Oscillatory osmotic shock

A microfluidic flow cell (CellASIC, EMD Millipore) was used to exchange media with different osmolarities²⁷. Midexponential-phase cells were diluted 200-fold into fresh medium, loaded into a CellASIC B04A plate, and incubated at 30 °C in the microscope environmental chamber. The osmolarity of the medium in the chamber was switched between growth medium (medium A) and growth medium plus 0–200 mM sorbitol (medium B) with the ONIX microfluidic perfusion platform (CellASIC) every minute.

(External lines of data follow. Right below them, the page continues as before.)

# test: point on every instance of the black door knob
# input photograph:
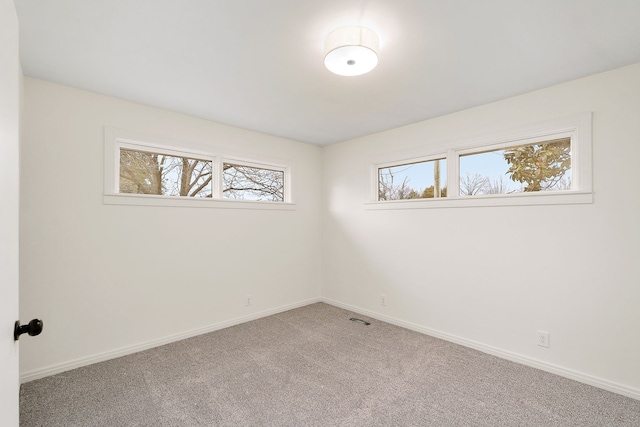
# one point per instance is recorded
(33, 328)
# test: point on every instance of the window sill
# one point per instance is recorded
(520, 199)
(191, 202)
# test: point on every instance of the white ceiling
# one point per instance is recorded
(258, 64)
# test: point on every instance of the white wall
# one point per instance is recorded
(489, 277)
(10, 85)
(110, 279)
(103, 281)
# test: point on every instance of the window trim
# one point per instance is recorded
(375, 171)
(252, 164)
(577, 127)
(115, 139)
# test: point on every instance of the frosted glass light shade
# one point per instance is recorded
(351, 51)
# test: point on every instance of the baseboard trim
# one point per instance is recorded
(611, 386)
(101, 357)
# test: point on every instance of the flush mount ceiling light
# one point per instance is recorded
(351, 51)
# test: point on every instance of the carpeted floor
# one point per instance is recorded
(313, 367)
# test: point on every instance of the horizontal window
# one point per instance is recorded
(544, 164)
(245, 182)
(143, 172)
(417, 180)
(140, 172)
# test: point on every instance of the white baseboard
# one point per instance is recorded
(611, 386)
(84, 361)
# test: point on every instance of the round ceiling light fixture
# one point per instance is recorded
(351, 51)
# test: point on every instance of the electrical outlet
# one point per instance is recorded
(542, 339)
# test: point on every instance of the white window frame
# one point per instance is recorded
(578, 128)
(115, 139)
(375, 171)
(252, 164)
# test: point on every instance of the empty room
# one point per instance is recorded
(319, 213)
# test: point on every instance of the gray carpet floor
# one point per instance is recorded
(312, 366)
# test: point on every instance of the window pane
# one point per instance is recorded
(419, 180)
(252, 183)
(143, 172)
(544, 166)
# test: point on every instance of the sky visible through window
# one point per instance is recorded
(480, 173)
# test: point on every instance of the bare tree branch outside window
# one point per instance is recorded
(144, 172)
(252, 183)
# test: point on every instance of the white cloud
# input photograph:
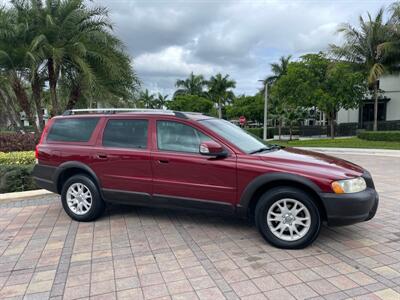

To monitor medium osmolarity during the osmotic shock, 0.5 μg/mL deactivated Alexa Fluor 647 carboxylic acid succinimidyl ester dye (Life Technologies) was included with medium B as a tracer dye. Cells were imaged every 20 s with phase contrast to record division (V snapping) events and with Cy5 excitation to monitor the dye intensity (corresponding to medium osmolarity).

Laser ablation

Laser-ablation experiments were performed with a MicroPoint laser system (Photonic Instruments/Andor) on an AxioObserver Z1 inverted fluorescence microscope (Carl Zeiss) with a 100× (Plan-Apo NA 1.46 Ph3) oil-immersion objective and back-illuminated EMCCD camera (C9100–14, Hamamatsu). A diffraction-limited laser spot was generated with a pulsed pumping laser through 5 mM coumarin dissolved in methanol. Both the MicroPoint system and fluorescence microscope were controlled with μ-Manager v2.0. Target cells were selected and ablated manually with ‘Point-and-shoot’ mode in the μ-Manager projector plug-in after initial calibration. Images before and after ablation were taken 5 s apart.

Statistical analysis

Statistical analyses were performed with MATLAB (MathWorks, version 2014b). All P values in the study were determined with the nonparametric Wilcoxon rank-sum test. For most experiments, n refers to the number of cells analyzed unless noted otherwise.

Reporting Summary

Further information on research design is available in the Nature Research Reporting Summary linked to this article.

Code availability

All MATLAB scripts used to analyze microscopy images are available upon request.

Data availability

All data generated or analyzed during this study are included in this published article (and its supplementary information files) or are available from the corresponding author on reasonable request.